Comédie dramatique de Max Frisch, mise en scène de Frédéric Bélier-Garcia, avec José Garcia, Isabelle Carré, Jérôme Kircher, Ana Blagogevi, Ferdinand Régent-Chappey et le pianiste Simon Froget-Legendre.

Quand on lui demandait ce qu'il fallait comprendre de sa pièce, "Biographie : un jeu", l'auteur suisse allemand Max Frisch répondait qu'il n'y voyait, à l'instar du titre, qu'un jeu sans autre signification que de permettre à son personnage principal, le professeur Kürmann (José Garcia), de voir ce qui serait advenu si l'un des événements principaux de sa vie, la rencontre avec Antoinette (Isabelle Carré), sa future seconde femme, ne s'était pas passée comme elle avait eu lieu et qu'il avait une seconde chance pour que cela se passe autrement.

Tel que Frédéric Bélier-Garcia s'est emparé de cet argument, on se croirait plutôt dans un "à la manière d'une pièce anglaise", voire dans un scénario de Claude Lelouch, que dans une pièce d'origine germanique. On imaginerait bien qu'Alain Resnais en ait tiré quelque chose de voisin de son "Smoking/No Smoking" avec Pierre Arditi et Sabine Azéma.

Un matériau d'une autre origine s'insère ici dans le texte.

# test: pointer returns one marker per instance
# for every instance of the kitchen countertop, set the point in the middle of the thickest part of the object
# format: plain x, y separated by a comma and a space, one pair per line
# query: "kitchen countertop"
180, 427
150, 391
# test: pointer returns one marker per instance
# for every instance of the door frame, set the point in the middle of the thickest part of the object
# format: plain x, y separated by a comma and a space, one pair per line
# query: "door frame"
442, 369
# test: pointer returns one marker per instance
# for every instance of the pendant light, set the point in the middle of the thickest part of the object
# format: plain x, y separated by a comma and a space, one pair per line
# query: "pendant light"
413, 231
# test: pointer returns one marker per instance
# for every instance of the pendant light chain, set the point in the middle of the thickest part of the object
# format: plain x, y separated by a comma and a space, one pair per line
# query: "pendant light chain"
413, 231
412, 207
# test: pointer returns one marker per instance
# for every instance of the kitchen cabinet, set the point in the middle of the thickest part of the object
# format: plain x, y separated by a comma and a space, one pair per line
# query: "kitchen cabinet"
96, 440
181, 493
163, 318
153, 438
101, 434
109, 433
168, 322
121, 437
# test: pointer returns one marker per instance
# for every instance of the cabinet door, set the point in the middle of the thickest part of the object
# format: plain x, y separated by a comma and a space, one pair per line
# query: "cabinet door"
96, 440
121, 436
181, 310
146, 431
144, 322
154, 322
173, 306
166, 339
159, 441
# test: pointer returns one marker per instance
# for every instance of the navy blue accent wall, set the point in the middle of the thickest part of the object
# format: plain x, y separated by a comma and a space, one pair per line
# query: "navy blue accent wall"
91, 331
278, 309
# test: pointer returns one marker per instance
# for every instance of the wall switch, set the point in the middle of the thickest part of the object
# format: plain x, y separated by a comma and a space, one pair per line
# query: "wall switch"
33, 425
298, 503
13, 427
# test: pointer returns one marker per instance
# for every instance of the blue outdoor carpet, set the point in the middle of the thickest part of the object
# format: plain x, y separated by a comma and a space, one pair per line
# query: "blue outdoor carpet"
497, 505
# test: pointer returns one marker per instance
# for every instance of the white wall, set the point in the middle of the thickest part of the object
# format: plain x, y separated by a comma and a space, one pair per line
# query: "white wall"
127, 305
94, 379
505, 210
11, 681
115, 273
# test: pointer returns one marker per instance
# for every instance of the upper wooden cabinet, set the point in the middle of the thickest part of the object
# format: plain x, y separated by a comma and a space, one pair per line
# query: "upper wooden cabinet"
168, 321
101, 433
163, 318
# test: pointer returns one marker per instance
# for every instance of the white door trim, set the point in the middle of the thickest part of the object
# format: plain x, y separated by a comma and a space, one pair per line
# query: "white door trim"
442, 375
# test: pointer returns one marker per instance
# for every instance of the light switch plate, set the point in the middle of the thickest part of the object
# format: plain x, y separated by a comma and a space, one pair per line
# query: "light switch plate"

Si le principe du " si c'était à refaire" ou d'"une autre vie, une autre chance" - titres, comme par hasard, de films emblématiques du réalisateur d'"Un homme et une femme" - est distrayant et permet aux protagonistes de reprendre avec quelques variations les mêmes scènes et peu à peu d'avancer là où on ne pensait pas aller dans la version liminaire, on est surtout devant une habile mécanique dont la qualité tient dans la qualité de son début toujours recommencé.

Pour être clair, il suffit d'une bonne première scène, des acteurs capables de jouer avec rythme ce "Un jour sans fin" sans Bill Murray, pour que tout s'enchaîne inexorablement vers son dénouement un peu moins de deux heure plus tard.

La dynamique mise en œuvre par Frédéric Bélier-Garcia est ainsi très mécanique et l'on aura du mal à juger José Garcia et Isabelle Carré, enserrés dans un dispositif où ils n'ont guère d'autonomie et qui n'a pas besoin qu'ils s'autorisent des prouesses dans leurs jeux respectifs.

Ainsi, Isabelle Carré, rompue à l'art théâtral et José Garcia qui n'était pas monté sur les planches depuis vingt ans, réagissent différemment : la première accepte de ne pas avoir à jouer à fond l'émotion, de rester toujours en-deçà, alors que le second se désespère à devoir constamment reprendre à chaque fois dans le même registre, ce qui l'empêche de déployer sa palette théâtrale.

Au fond, le seul rôle où l'acteur conserve une autonomie de jeu est celui du "Monsieur Loyal" qui supervise avec ces deux adjoints (Ana Blagogevic et Ferdinand Régent-Chappey) le tour que prend la relation entre les deux époux. Jérôme Kircher est à son meilleur dans ce personnage de démiurge sensé obéir aux "desidératas" du professeur Kürmann.

La grande scène du Théâtre du Rond-Point donne l'impression que le metteur en images du couple opère en cinémascope. La présence d'un pianiste (Simon Froget-Legendre) pendant toute la représentation renforce cette idée qu'on est dans un film où les éléments de décors d'Alan Ho Van vont et viennent au gré des rectifications permanentes du scénario originel.

Un film qui aurait bien des analogies avec "Le Mépris" de Jean-Luc Godard puisque, finalement, le spectateur voit se déliter un couple à mesure qu'il découvre comment il est supposé avoir évolué au cours des années.

Quand le jeu s'achève et s'épuise, le spectateur conclura sans nul doute que cette contemplation d'un couple en perdition se suit sans déplaisir. Mais il reconnaîtra aussi que la démonstration de Max Frisch est d'emblée un peu décevante et qu'on ne peut en imputer ni le metteur en scène ni les acteurs qui s'appliquent à défendre un théâtre trop prisonnier d'un dispositif dont l'effet ludique est désormais daté.